Dans les Hauts-de-France, qui produisent 2/3 du volume national, les faibles précipitations et le manque d’irrigation vont peser sur les rendements. Les prévisions annoncent la récolte historiquement la plus basse depuis plusieurs décennies. Le volume récolté, puis commercialisé, ne permettra peut-être pas de couvrir les coûts. L’inquiétude des producteurs et de l’ensemble de la filière est grande et légitime.

2022 : les enjeux de la nouvelle campagne

Sur le marché du frais, l’irrigation a permis de tempérer les baisses de rendement et d’assurer le niveau de qualité indispensable à la vente en frais.

Néanmoins, les rendements seront également en baisse, certes d’une façon moindre que pour les pommes de terre non irriguées, mais des tensions peuvent se faire sentir en fonction des choix de débouchés qui s’offriront, selon les différents circuits de commercialisation, en France et à l’export.

Dans ce contexte, les acteurs de la filière seront amenés à faire des choix, en arbitrant entre leur rémunération, indispensable à la survie des entreprises du secteur, et leurs responsabilités vis-à-vis de la souveraineté alimentaire de notre pays.

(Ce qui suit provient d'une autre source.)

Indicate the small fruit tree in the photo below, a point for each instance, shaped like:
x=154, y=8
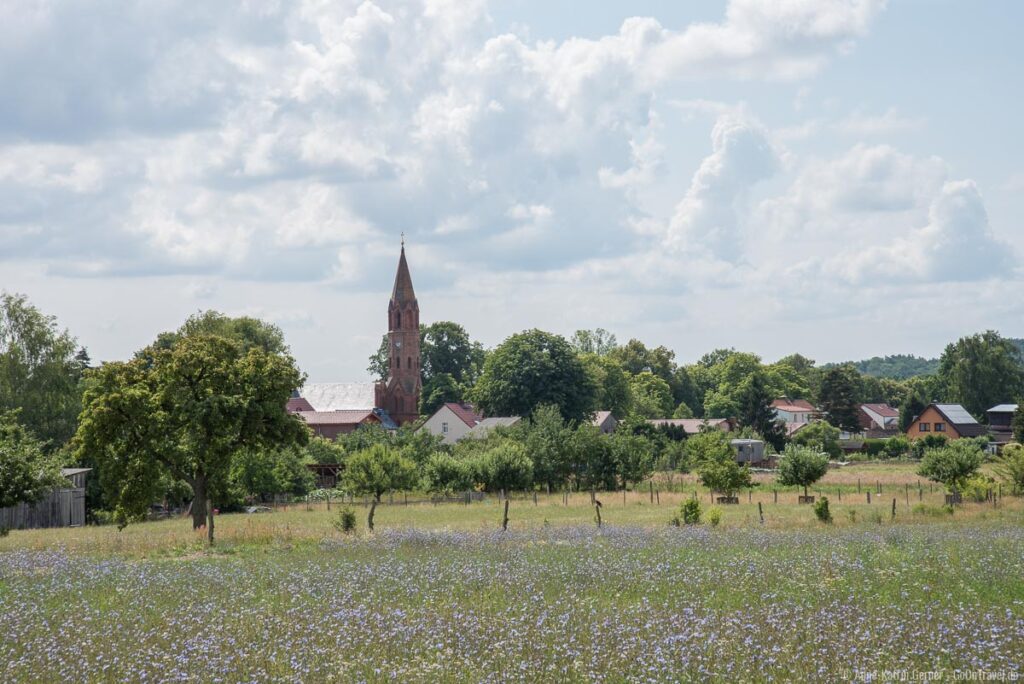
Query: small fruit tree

Protéger le pouvoir d’achat des Français et leur donner accès à une alimentation saine à un prix raisonnable reste une priorité, tout en assurant une juste rémunération de chaque maillon de la filière.
Les producteurs, conditionneurs et commerçants, apportent leurs meilleurs soins pour fournir aux consommateurs
des pommes de terre françaises de qualité tout au long de l’année.

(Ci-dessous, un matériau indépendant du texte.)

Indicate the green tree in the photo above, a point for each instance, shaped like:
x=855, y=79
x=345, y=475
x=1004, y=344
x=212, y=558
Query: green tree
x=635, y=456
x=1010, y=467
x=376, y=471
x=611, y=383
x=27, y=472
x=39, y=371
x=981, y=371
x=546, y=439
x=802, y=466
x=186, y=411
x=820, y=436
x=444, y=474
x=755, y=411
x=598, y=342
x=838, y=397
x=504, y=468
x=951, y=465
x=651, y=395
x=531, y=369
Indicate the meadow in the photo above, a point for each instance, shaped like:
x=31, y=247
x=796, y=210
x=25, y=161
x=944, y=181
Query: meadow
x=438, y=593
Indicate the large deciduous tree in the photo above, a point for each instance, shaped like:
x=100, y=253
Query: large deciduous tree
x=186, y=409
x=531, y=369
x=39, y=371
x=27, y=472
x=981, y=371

Afin que l’impact des hausses pour le consommateur restent modérées, les acteurs de la filière doivent repenser leurs relations commerciales avec une répartition de valeur plus équilibrée.

L’interprofession, n’oublie pas que la consommation de pommes de terre fraîches a chuté dramatiquement la saison dernière. Le CNIPT prépare un message publicitaire radio pour créer du trafic dans les magasins et donner l’envie de cuisiner et donc d’acheter des pommes de terre.
Durant la diffusion de la campagne radio, du 19 octobre au 12 novembre, la filière doit être particulièrement attentive à la qualité des tubercules mis en rayon. Le succès de cette campagne dépend aussi des actions qu’elle peut mener pour la soutenir. Un kit de communication sera disponible pour accompagner les ventes. Il ne s’agit pas d’écouler de la marchandise mais bien de valoriser les pommes de terre. Il ne serait pas concevable que des promotions sur les prix aient lieu à ce moment là.
Les pommes de terre se prêtent à une cuisine facile et quotidienne, en multiples préparations, four, purée, gratin, salade, rissolées, sautées, frites… et permettent de varier les menus des gourmands et des gourmets.

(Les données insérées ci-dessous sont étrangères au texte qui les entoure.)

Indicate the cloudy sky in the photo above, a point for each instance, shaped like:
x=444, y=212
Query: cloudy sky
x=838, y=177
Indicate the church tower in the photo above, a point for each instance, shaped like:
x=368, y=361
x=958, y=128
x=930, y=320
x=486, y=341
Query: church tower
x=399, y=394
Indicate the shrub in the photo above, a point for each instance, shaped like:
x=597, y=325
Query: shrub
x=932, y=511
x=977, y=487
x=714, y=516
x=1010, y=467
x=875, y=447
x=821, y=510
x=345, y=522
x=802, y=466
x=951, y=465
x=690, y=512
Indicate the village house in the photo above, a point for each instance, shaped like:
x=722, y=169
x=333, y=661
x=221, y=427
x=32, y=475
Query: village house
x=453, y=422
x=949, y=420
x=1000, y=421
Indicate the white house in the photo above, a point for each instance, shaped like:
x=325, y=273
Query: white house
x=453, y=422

Rappelons qu’un kilo de pommes de terre nourrit une famille de 4 personnes pour un prix très raisonnable !

Valoriser les pommes de terre vendues sur le marché du frais, en France et à l’export, cuisinées maison par le consommateur, qu’il les achète en grandes surfaces, chez les Primeurs ou même à la ferme, c’est bien tout l’objet du CNIPT. Sous l’impulsion du Conseil d’administration, le CNIPT cherche à faire évoluer sa gouvernance. De nouvelles familles vont sans doute rejoindre le tour de table afin d’élargir les visions. Dans cet environnement évolutif, les Administrateurs demeurent attentifs aux équilibres dans les prises de décisions et je me porte garant de ces équilibres. Nous espérons aboutir dans ce projet pour la prochaine Assemblée Générale qui se tiendra le 11 janvier 2023, à Paris. Les discussions se poursuivent et certaines dépendront aussi des avancées en
matière de contractualisation.

Le sujet de la contractualisation ne peut être passé sous silence, les enjeux sont ceux de la répartition de valeur pour la construction du prix dans le respect de chaque maillon, tout au long de la filière, avec des indicateurs en cascades et des contrats adaptés aux différents niveaux.
Les Lois EGAlim 1 et 2 ouvrent des possibilités qu’il faut saisir, mais comportent également des difficultés selon le point de vue du maillon de la filière dans lequel on se place. Elles doivent être évaluées pour en atténuer les effets sans dénaturer le fond.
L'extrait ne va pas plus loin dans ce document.